Measuring the 21 cm line tells us how fast hydrogen gas clouds are moving around the center of our galaxy. Since our galaxy is shaped roughly like a circular disk, it is reasonable to assume that the matter in our galaxy is moving around the galactic center basically in a circle. If you know a bit of basic physics, you know that if something is moving in a circle there must be a force keeping it in a circle, otherwise things would just fly apart. In this case the force holding the galaxy together is its own mass.
Now, the thing about gravity is that for a gas cloud moving in a circle at a particular radius, only the mass within that radius works to keep the cloud moving in a circle. Anything farther out doesn’t really affect things. (This is true in general. If you could dig a hole to the center of the Earth, you’d be weightless there.) This means you can use the speed of the gas clouds to determine how much mass there is within that distance.
In the first image above I’ve plotted total mass as a function of distance from galactic center.
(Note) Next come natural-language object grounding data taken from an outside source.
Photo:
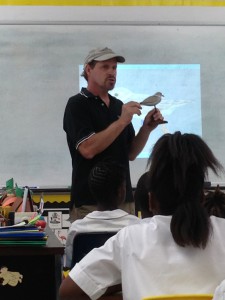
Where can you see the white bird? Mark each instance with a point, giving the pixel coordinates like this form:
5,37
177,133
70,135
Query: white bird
152,100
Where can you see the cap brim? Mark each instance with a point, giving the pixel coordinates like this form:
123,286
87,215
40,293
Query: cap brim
109,56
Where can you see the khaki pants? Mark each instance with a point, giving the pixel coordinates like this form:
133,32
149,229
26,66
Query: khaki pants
80,212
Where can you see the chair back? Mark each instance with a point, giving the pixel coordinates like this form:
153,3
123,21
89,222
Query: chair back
84,242
181,297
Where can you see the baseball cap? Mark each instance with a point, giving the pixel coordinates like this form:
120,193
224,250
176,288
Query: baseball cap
101,54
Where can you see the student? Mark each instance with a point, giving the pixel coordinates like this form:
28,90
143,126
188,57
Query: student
180,250
99,126
107,184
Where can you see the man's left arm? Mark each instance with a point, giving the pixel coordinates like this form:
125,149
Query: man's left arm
151,121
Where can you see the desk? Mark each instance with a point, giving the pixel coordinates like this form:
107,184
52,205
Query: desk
41,268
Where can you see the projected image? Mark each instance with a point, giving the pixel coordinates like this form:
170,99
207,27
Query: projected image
180,106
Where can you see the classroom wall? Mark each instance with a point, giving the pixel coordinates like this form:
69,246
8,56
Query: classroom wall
179,15
135,15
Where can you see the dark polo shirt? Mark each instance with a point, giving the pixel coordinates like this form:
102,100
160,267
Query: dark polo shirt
85,115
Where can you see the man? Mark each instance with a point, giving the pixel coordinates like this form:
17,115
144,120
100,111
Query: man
98,126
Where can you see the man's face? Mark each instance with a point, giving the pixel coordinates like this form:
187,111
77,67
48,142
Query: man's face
103,75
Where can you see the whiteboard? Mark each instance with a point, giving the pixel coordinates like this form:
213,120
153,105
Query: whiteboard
39,71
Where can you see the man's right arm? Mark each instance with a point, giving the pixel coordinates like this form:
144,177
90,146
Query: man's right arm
103,139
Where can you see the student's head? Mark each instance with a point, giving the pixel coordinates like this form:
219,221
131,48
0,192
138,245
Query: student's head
107,183
178,167
214,203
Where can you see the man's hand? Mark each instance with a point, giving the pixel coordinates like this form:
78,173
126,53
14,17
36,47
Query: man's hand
152,119
129,110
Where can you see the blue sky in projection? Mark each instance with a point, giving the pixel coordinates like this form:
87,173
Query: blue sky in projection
180,85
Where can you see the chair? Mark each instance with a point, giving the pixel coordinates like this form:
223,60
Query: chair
181,297
84,242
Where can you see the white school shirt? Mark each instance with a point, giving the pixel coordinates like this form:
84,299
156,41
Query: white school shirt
148,262
110,220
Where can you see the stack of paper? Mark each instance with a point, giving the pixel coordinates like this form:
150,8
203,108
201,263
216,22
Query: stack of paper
22,235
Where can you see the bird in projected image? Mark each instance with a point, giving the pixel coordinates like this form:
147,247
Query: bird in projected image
152,100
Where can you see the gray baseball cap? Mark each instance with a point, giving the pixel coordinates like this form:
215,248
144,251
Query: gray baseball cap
101,54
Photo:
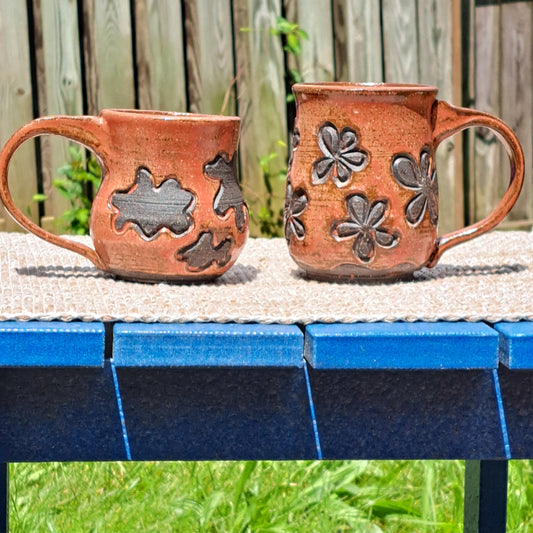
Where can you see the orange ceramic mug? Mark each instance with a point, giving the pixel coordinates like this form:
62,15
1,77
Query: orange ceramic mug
169,207
362,198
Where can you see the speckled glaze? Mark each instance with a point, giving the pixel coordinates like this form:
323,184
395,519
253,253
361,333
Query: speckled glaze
362,198
169,207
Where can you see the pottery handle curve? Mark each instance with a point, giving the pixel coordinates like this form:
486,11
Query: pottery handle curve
448,120
86,130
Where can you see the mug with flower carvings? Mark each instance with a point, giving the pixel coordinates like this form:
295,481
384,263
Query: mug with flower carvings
169,207
362,197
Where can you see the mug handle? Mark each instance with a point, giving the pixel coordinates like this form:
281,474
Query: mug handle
86,130
448,120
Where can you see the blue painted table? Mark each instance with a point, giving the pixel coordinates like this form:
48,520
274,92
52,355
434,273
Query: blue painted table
98,392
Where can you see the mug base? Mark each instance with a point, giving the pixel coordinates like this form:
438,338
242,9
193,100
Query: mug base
145,277
351,274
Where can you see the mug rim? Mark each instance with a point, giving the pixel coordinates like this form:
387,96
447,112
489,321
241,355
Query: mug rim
363,87
170,115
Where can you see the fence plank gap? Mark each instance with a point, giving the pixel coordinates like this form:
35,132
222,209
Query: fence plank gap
261,104
16,106
210,71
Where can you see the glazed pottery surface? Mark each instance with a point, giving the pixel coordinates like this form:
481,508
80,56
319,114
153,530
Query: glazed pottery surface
362,196
169,207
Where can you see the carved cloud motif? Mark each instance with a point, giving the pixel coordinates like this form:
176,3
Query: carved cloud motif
229,195
150,209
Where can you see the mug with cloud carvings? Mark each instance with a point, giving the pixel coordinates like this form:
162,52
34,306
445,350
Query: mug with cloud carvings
169,207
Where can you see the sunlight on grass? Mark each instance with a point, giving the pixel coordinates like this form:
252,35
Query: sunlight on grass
266,496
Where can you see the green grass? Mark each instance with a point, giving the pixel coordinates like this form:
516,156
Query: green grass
263,496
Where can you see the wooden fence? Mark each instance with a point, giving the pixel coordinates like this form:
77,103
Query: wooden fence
219,56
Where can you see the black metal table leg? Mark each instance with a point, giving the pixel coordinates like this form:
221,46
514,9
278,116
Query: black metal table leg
4,492
485,496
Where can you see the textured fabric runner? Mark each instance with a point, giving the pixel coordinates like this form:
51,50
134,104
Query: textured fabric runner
490,279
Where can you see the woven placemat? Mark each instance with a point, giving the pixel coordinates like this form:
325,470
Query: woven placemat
490,279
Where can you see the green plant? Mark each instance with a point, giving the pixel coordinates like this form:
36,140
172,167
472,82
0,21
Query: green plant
292,36
269,217
76,181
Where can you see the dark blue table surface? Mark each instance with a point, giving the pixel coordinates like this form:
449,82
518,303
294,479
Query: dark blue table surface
89,391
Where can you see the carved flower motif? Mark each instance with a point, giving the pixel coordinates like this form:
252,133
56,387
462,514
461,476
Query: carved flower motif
423,180
295,204
364,226
341,155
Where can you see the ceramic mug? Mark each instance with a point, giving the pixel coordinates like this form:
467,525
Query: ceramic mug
362,199
169,207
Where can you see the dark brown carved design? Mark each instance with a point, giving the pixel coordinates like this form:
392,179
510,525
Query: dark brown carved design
295,204
149,209
342,156
202,254
422,179
229,195
364,225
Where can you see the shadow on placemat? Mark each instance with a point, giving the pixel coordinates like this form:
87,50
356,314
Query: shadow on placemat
58,271
237,275
459,271
427,274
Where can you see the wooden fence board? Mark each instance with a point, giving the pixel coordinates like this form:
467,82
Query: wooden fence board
316,62
400,40
487,149
187,54
108,55
210,72
16,106
437,67
515,91
160,55
60,87
261,101
357,31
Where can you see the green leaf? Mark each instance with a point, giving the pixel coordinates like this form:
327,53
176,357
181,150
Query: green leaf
293,44
296,75
302,34
284,26
39,197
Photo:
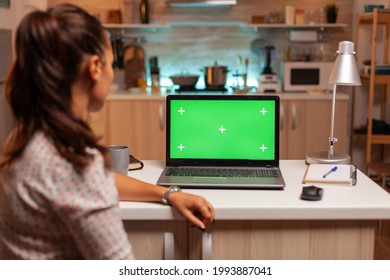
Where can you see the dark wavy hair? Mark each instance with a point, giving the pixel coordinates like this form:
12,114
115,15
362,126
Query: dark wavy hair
50,48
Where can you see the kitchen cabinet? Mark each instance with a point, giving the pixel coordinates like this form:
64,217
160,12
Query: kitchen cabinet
305,127
375,20
158,240
139,122
114,27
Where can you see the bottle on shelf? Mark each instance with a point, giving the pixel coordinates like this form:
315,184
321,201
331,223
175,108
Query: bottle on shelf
144,11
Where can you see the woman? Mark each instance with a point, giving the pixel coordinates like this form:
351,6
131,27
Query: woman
58,198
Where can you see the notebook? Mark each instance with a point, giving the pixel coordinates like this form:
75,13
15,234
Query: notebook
222,141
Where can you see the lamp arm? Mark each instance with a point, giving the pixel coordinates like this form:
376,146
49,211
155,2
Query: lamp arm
332,139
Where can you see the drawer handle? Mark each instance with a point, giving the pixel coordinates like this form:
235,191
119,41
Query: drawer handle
294,117
281,117
207,245
169,246
161,116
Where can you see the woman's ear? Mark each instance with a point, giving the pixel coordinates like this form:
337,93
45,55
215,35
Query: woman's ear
94,68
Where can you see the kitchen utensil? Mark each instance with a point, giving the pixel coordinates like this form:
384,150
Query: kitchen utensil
184,79
215,75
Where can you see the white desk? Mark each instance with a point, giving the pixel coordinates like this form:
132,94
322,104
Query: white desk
271,224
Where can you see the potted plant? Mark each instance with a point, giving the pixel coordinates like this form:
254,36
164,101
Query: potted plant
331,11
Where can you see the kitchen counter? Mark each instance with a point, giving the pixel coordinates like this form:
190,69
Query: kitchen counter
366,200
123,95
262,224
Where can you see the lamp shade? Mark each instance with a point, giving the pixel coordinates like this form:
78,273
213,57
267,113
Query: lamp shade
344,71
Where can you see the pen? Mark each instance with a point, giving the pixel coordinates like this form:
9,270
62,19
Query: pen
329,172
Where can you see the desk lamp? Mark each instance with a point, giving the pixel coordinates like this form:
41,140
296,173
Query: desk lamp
344,72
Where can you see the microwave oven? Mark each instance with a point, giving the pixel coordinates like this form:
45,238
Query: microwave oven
306,76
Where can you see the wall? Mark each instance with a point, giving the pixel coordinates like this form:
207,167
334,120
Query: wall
194,48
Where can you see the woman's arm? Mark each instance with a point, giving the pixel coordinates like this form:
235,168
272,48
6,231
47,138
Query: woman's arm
194,208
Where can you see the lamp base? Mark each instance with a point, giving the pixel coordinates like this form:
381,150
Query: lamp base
324,158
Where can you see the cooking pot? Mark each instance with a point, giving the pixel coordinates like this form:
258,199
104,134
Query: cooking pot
215,75
185,80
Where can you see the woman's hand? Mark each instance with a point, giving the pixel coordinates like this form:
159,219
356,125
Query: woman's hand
196,209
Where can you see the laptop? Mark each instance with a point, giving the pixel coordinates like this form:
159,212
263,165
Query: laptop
222,141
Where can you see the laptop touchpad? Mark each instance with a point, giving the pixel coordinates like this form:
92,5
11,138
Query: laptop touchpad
209,179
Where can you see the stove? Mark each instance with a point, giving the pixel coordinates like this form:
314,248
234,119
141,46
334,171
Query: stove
208,89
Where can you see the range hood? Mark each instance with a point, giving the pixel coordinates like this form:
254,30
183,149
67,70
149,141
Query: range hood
200,3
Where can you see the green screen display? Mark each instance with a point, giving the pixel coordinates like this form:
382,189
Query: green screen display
222,129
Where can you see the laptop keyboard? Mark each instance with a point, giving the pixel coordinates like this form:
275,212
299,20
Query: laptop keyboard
228,172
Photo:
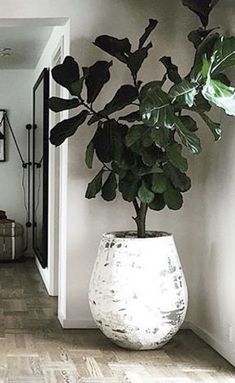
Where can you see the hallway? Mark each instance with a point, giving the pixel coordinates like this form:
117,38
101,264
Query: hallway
34,348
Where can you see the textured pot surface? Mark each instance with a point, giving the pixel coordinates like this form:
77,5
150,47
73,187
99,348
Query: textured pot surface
138,295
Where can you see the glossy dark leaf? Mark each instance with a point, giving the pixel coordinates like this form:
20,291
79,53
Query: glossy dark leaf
173,198
137,58
67,73
223,78
214,127
129,186
149,156
76,87
145,88
94,187
201,104
131,117
90,154
202,8
174,153
124,96
119,48
59,104
197,36
148,30
143,170
161,137
156,109
135,133
117,170
103,142
184,93
188,138
224,55
172,70
204,50
221,95
145,195
109,188
159,183
96,77
189,122
178,179
158,203
67,128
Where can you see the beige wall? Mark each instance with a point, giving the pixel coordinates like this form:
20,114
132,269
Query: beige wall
15,97
203,229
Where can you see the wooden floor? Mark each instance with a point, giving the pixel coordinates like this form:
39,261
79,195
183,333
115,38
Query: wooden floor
34,348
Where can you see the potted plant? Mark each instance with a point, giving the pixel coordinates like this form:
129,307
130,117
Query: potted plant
138,294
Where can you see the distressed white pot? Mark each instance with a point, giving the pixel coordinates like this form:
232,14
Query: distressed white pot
138,294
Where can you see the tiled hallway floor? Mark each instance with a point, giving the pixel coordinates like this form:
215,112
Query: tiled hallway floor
34,348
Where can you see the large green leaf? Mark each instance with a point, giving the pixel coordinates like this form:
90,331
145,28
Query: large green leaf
67,128
109,188
67,73
197,36
131,117
224,55
119,48
57,104
173,198
221,95
172,70
94,187
148,30
129,186
201,104
90,154
161,137
125,95
188,138
156,110
159,183
145,195
184,93
214,127
202,8
158,203
189,122
135,133
145,88
137,58
149,156
95,78
178,179
109,141
174,153
204,51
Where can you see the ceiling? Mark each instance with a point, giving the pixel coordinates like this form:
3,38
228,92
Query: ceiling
27,44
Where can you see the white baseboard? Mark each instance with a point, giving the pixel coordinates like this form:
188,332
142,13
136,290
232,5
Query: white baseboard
226,350
76,323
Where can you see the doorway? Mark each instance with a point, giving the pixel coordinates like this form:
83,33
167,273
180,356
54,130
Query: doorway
47,41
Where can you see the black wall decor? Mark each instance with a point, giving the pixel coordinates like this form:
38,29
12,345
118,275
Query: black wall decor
2,136
40,166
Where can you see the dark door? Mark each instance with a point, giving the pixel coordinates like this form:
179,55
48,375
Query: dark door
40,166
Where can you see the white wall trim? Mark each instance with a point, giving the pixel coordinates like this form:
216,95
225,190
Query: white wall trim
226,350
76,323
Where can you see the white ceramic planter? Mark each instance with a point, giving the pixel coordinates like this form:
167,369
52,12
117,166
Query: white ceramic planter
138,295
One thing you might notice is that at about 3 kiloparsecs there is a jump in mass. This type of jump is exactly what you would expect if our galaxy is a barred spiral. The second image is a NASA drawing of what we think our galaxy looks like (a barred spiral). You can see that there’s less matter in the center because of the central bar.
So by observing the motion of hydrogen in the galaxy we know that our home galaxy has a bar, just like about 2/3 of the spiral galaxies in the universe.